Riconoscere una reale intolleranza al lattosio richiede un semplice controllo, del tutto indolore, che si chiama Breath Test, che rappresenta l’esame standard da proporre a chi sospetta di essere intollerante al lattosio. Il Breath Test prevede la somministrazione di una soluzione con una dose nota di lattosio e la valutazione su un apparecchio della produzione di idrogeno da parte dei batteri dell’intestino. Va fatto sospendendo sospendere gli antibiotici quindici giorni prima dell’esame e l’assunzione di fermenti lattici, lassativi o antidiarroici almeno tre giorni prima. In ogni caso, per chi presenta problemi di questo tipo, non dimenticate che alcuni gusti sono preparati senza latte e derivati, come ad esempio quelli alla frutta, ad eccezione del cocco e della banana, i sorbetti fatti con acqua ed il gelato al cioccolato extra fondente.

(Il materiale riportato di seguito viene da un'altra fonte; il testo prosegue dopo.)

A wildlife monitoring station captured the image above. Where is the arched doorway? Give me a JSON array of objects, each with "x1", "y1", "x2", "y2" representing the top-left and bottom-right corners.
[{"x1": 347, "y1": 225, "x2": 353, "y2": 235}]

Intolleranza ed allergia al latte
L’intolleranza al lattosio va distinta dalla classica allergia alle proteine del latte, che interessa soprattutto i bambini e può essere ben più grave, al punto di condurre anche a shock anafilattico. Il quadro che provoca può essere molto diverso da persona a persona, e dipende molto da altre variabili, come ad esempio la quantità di lattosio che si ingerisce (è ben diverso bere un bicchiere di latte dal consumarne diverse tazze al giorno), dall’età (i bambini hanno in genere un quantitativo maggiore di enzima preposto a scindere rendere disponibile questo zucchero del latte, poi nell’adulto la produzione dell’enzima stesso è legata solamente allo stimolo indotto dall’ingestione di lattosio) e dalla velocità di svuotamento del tubo digerente.
Incide molto inoltre anche la composizione della flora batterica intestinale, quello che gli esperti chiamano microbiota: ci sono alcuni batteri “buoni”, come ad esempio i lattobacilli, che possono utilizzare il lattosio. Quindi se esistono colonie particolarmente sviluppate i sintomi possono essere anche impercettibili, pur in presenza di un’alterazione biochimica dell’enzima.